近年来,推荐系统在理论和实践中都得到了快速的发展,但是随着所应用的系统规模的进一步扩大,推荐系统也面临着一系列的挑战。本论文对推荐系统中的推荐算法及隐私保护等关键技术进行了有益的探索和研究。本论文的研究内容主要是将数据挖掘与机器学习相关技术应用于推荐系统中,主要涉及推荐系统的实时性、推荐质量和隐私保护等方面的应用研究。本论文的主要研究工作如下:
(1)针对推荐系统中数据高维稀疏性的影响,提出了一种基于非负矩阵分解的协同过滤技术,分析及实验都表明,算法能够提高推荐生成速度,满足推荐系统实时性要求。实验还表明,算法能够提高推荐质量。
(2)推荐系统中项目数量庞大,用户仅能对其中部分项目进行评价。当用户之间缺少对相同项目评分时,即使他们对相似项目进行评分,系统也不将其视为近邻,这就导致了“相似不相同”问题,影响推荐质量。针对这一问题,我们提出了分层相似性的概念,建立了推荐系统的多层相似性度量。实验表明该相似性度量能够提高协同过滤算法的推荐精度。
(3)推荐算法的实时性要求一直以来都是研究者关注的重点内容之一。本文提出了一种基于用户聚类的协同过滤算法,通过离线对基本用户进行聚类,在线时利用已有用户聚类搜索目标用户最近邻,并产生推荐。算法分析表明其能够提高目标用户最近邻的搜索效率,加快生成推荐。通过结合多层相似性度量,实验表明,其不仅能够提高推荐生成效率,而且能够提高推荐质量。
(4)信息安全和隐私保护是数据挖掘领域的热点之一。推荐系统需要收集用户兴趣喜好等相关数据,在一定程度上涉及了用户的个人隐私,因而推荐系统中的隐私保护也开始受到研究人员的关注。本文提出了一种基于随机扰动的隐私保护推荐算法。算法在用户数据收集过程中采用随机扰动技术,并使用非负矩阵分解对数据进行处理,从而形成隐私保护功能,并在此基础上产生推荐。通过分析及实验表明,算法在保护用户个人隐私的基础上,能够产生具有一定精确度的推荐结果,以满足推荐系统的需要。
With the development of the Internet, the web provides more and more information for users, while the structure of the web has also become more and more complex. This situation has made it substantially more difficult for users to find the information they need from the vast amount of materials available on the Internet. The recommender system provides information filtering for a user by predicting the particular user's preference, and it can apply knowledge discovery techniques to make personalized recommendations to help the user quickly find the desired information. At the same time, the recommender system can enable enterprises to achieve the objective of personalized marketing, which can improve sales and generate more profits. In addition, with the popularization of personalized service, the recommender system is widely used on a growing number of web sites, especially in the E-Commerce platform. Because of its great potential for development and applications, the recommender system has become an important research area in web intelligent technologies and attracted significant attention from researchers.
Although the development of recommender system has been successful in both research and applications, a number of challenging research problems still exist. To address these challenges, this dissertation explores and studies some key technologies of the recommender system, such as the design of novel algorithms with better recommendation quality and enhanced privacy protection technology.
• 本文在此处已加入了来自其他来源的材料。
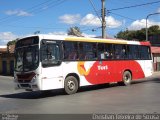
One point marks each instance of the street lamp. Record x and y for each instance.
(146, 23)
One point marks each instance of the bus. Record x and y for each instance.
(48, 62)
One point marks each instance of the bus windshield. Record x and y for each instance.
(27, 58)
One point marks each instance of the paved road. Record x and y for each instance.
(141, 97)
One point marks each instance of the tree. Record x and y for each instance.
(75, 31)
(139, 35)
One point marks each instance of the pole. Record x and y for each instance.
(103, 20)
(147, 23)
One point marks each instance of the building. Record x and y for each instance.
(6, 60)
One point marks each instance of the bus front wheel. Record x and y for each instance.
(126, 78)
(71, 85)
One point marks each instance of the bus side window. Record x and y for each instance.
(87, 51)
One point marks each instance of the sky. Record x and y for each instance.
(19, 18)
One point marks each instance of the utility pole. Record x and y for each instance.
(103, 19)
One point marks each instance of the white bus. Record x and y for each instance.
(47, 62)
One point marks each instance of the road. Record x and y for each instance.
(141, 97)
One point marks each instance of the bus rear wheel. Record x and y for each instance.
(71, 85)
(126, 78)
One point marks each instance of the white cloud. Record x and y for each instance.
(89, 20)
(18, 13)
(58, 33)
(5, 37)
(70, 19)
(158, 10)
(139, 24)
(92, 20)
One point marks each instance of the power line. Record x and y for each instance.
(138, 5)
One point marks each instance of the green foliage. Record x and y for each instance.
(139, 35)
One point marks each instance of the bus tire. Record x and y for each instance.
(71, 85)
(126, 78)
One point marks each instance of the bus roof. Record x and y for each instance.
(88, 39)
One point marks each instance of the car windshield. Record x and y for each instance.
(27, 58)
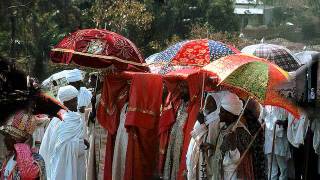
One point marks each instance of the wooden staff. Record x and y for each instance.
(272, 151)
(248, 148)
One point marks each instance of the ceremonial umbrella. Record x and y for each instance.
(255, 77)
(189, 54)
(305, 57)
(98, 48)
(248, 75)
(274, 53)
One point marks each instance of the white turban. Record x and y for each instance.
(231, 103)
(84, 97)
(74, 75)
(67, 93)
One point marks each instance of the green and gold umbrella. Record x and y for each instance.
(247, 75)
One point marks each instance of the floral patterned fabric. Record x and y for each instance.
(175, 144)
(276, 54)
(98, 49)
(188, 54)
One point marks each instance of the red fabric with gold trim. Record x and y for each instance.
(195, 84)
(142, 126)
(225, 66)
(114, 95)
(98, 49)
(193, 53)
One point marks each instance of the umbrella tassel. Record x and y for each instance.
(202, 92)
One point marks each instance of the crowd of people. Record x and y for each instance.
(115, 128)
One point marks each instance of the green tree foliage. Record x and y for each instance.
(29, 29)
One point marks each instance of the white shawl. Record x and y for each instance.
(68, 159)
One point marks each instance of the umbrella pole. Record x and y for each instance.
(248, 148)
(202, 92)
(91, 119)
(272, 151)
(241, 114)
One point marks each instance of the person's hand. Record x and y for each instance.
(92, 116)
(229, 142)
(282, 123)
(200, 117)
(86, 142)
(82, 109)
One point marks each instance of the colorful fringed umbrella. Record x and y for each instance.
(274, 53)
(253, 76)
(98, 49)
(189, 54)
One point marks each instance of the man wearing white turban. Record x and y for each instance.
(276, 115)
(74, 78)
(230, 144)
(65, 145)
(205, 130)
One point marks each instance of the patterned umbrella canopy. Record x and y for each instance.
(274, 53)
(256, 77)
(305, 56)
(98, 49)
(189, 54)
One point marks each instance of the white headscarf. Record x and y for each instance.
(74, 75)
(67, 93)
(231, 103)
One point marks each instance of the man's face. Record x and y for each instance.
(76, 84)
(71, 104)
(211, 105)
(92, 81)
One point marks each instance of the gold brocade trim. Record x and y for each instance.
(167, 107)
(162, 151)
(16, 133)
(132, 109)
(99, 56)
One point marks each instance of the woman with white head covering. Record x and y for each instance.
(231, 144)
(67, 150)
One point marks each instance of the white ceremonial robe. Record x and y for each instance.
(84, 97)
(48, 143)
(272, 114)
(212, 120)
(120, 149)
(229, 163)
(68, 159)
(297, 129)
(315, 127)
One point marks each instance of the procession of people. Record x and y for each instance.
(214, 113)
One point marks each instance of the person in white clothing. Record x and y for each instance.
(209, 128)
(276, 115)
(66, 152)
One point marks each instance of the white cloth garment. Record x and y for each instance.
(315, 127)
(84, 97)
(9, 167)
(120, 149)
(212, 121)
(48, 143)
(229, 163)
(297, 129)
(279, 162)
(231, 103)
(68, 158)
(271, 115)
(67, 93)
(74, 75)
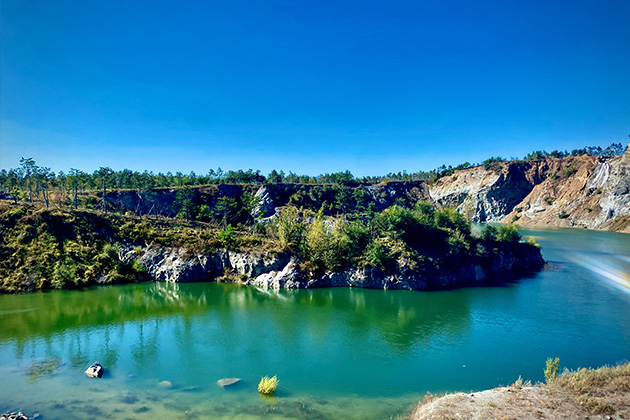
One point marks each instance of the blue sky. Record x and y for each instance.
(308, 86)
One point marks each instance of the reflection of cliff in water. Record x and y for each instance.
(106, 321)
(45, 314)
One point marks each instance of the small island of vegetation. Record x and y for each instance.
(71, 241)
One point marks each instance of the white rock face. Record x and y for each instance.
(266, 208)
(480, 194)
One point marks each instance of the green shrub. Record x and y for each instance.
(489, 233)
(508, 233)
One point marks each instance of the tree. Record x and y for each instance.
(227, 210)
(184, 203)
(104, 177)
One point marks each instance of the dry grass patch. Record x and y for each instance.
(596, 394)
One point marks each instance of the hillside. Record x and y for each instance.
(597, 394)
(575, 191)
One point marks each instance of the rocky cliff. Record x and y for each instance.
(282, 271)
(576, 191)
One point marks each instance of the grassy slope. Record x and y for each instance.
(602, 393)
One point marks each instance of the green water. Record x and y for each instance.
(339, 353)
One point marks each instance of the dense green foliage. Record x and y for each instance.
(42, 248)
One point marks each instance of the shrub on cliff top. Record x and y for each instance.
(508, 233)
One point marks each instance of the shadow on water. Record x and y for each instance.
(403, 318)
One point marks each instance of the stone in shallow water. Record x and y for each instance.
(95, 370)
(13, 416)
(228, 381)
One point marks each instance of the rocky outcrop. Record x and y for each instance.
(281, 271)
(575, 191)
(180, 265)
(484, 195)
(594, 193)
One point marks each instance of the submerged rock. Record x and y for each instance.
(166, 384)
(14, 416)
(95, 370)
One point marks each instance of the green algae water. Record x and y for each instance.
(338, 353)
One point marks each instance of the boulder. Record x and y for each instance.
(95, 370)
(13, 416)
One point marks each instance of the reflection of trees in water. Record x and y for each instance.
(145, 351)
(60, 311)
(225, 315)
(403, 319)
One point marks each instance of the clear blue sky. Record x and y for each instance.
(311, 86)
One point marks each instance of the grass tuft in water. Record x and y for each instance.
(268, 385)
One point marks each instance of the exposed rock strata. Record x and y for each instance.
(282, 271)
(576, 191)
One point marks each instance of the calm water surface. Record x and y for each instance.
(339, 353)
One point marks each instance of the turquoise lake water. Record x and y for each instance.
(338, 353)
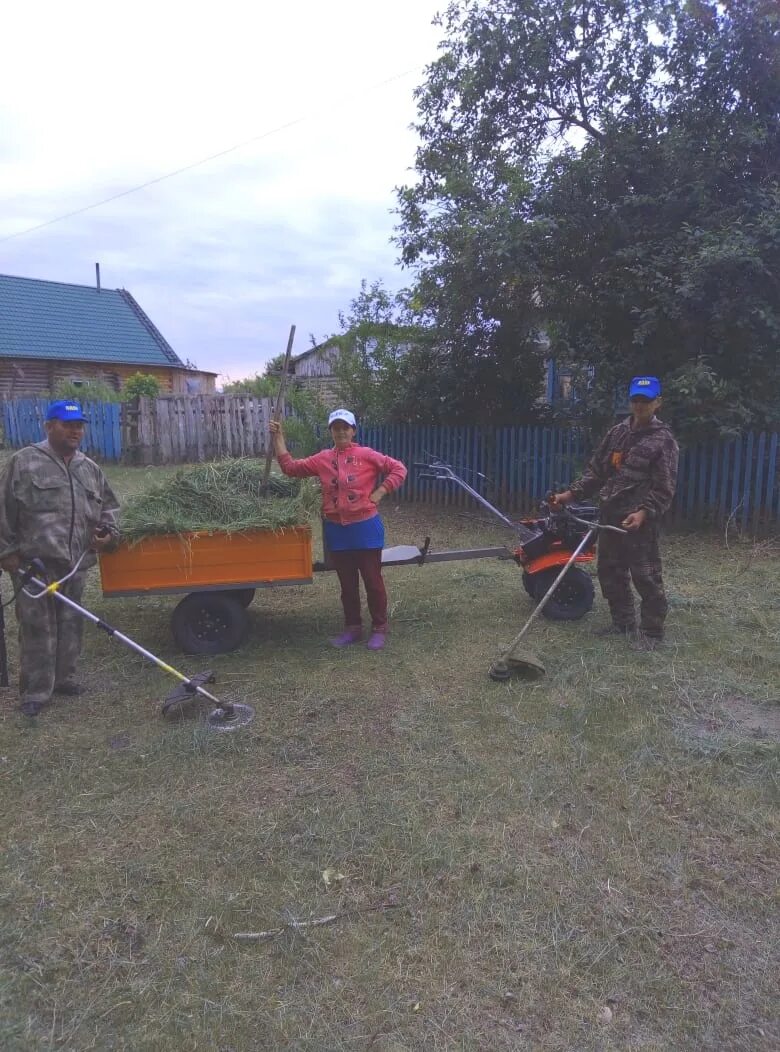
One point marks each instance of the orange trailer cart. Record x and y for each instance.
(218, 572)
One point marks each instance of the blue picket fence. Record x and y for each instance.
(514, 467)
(23, 424)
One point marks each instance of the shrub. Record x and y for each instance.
(141, 385)
(91, 390)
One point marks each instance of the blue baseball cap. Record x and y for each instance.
(65, 409)
(646, 386)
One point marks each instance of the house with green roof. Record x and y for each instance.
(53, 332)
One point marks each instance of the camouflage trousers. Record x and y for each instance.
(633, 557)
(50, 640)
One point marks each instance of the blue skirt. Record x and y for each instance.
(368, 533)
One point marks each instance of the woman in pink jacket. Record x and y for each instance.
(350, 476)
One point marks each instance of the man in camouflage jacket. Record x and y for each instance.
(55, 504)
(634, 470)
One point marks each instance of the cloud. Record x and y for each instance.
(223, 257)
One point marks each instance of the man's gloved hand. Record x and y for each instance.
(558, 500)
(635, 520)
(102, 539)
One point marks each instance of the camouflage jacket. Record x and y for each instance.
(50, 509)
(633, 469)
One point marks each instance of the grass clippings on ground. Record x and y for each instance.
(573, 864)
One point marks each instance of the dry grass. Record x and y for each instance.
(604, 838)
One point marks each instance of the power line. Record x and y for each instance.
(196, 164)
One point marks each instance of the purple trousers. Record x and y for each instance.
(365, 563)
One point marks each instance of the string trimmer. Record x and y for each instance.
(226, 715)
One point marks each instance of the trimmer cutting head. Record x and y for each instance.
(525, 665)
(228, 716)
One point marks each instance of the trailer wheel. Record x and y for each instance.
(572, 599)
(210, 623)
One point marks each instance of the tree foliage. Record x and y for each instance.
(605, 169)
(141, 385)
(90, 390)
(377, 342)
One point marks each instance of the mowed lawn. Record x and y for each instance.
(584, 863)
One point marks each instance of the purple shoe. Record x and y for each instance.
(348, 636)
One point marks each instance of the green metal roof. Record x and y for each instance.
(47, 319)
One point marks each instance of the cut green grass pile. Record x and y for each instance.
(585, 863)
(225, 496)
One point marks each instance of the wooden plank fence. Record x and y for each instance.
(514, 467)
(180, 429)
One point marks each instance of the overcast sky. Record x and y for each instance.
(98, 98)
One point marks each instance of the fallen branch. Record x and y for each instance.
(259, 936)
(732, 517)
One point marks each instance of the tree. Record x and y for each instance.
(608, 169)
(377, 336)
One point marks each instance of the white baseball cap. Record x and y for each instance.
(344, 415)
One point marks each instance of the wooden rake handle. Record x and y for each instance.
(279, 402)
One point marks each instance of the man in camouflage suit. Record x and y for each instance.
(55, 504)
(635, 472)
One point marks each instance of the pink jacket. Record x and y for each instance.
(347, 477)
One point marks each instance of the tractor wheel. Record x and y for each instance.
(572, 599)
(210, 623)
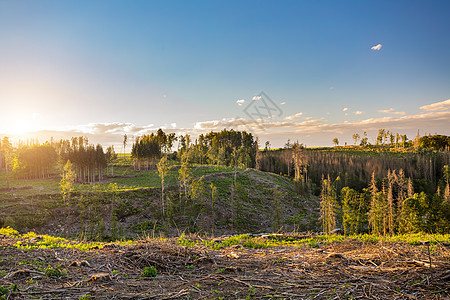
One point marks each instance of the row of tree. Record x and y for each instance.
(386, 207)
(42, 160)
(227, 147)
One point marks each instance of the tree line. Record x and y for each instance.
(42, 160)
(227, 148)
(386, 207)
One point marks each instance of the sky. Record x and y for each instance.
(299, 70)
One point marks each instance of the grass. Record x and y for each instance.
(248, 241)
(31, 241)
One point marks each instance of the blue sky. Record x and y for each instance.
(113, 67)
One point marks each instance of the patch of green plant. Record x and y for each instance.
(51, 242)
(145, 226)
(32, 262)
(125, 209)
(149, 272)
(8, 231)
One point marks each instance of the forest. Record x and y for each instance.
(392, 187)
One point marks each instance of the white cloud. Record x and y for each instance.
(240, 102)
(392, 111)
(377, 47)
(293, 117)
(443, 105)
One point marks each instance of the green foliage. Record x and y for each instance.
(67, 181)
(435, 142)
(328, 205)
(54, 272)
(149, 272)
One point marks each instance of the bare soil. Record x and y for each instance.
(338, 270)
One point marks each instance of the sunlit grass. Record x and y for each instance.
(31, 241)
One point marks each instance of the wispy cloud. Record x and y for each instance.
(293, 117)
(377, 47)
(443, 105)
(240, 102)
(392, 111)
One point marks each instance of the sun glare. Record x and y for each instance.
(19, 126)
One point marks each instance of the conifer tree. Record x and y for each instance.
(328, 205)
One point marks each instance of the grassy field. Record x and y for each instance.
(288, 266)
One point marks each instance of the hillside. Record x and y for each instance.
(239, 267)
(129, 204)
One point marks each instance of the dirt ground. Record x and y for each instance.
(339, 270)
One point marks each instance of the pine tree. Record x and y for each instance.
(328, 206)
(68, 178)
(163, 170)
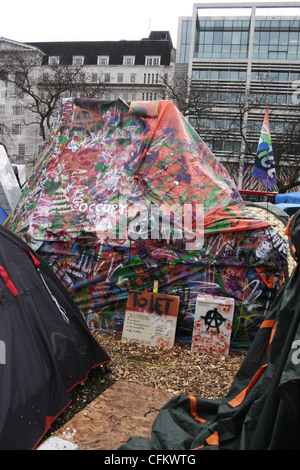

In particular, data mining and machine learning techniques are incorporated into the recommender system. Technologies for enhanced real-time recommendation, improved recommendation quality and strengthened privacy protection in the recommender system are investigated.
The main research results of this dissertation are as follows:
First, the performance of collaborative filtering systems degrades with increasing number of customers and objects. To reduce the dimensionality of filtering databases and to improve the performance, non-negative matrix factorization (NMF) is proposed. Theoretical analysis proves that NMF-based collaborative filtering can accelerate the process of recommendation generation to satisfy the demands of real-time recommender system. Experimental results show that NMF-based algorithm can improve the performance of collaborative filtering systems in both the recommendation quality and the efficiency of recommendation generation.
Second, the number of objects in the recommender system is generally very large, and individual users are only able to evaluate a small fraction of all the available objects. As a result, the lack of the overlap of objects rated or evaluated by different users can prevent the recommender system from recognizing the otherwise obvious similarity among different objects if each of these objects is rated by a different individual. This is the "similar but not identical" problem which can seriously affect the quality of recommendation results. Therefore, the multi-layer similarity concept is presented and a multi-layer similarity evaluation procedure is established for the recommender system. The experimental results illustrate that the multi-layer similarity evaluation can improve the accuracy and consequently the quality of the recommendations.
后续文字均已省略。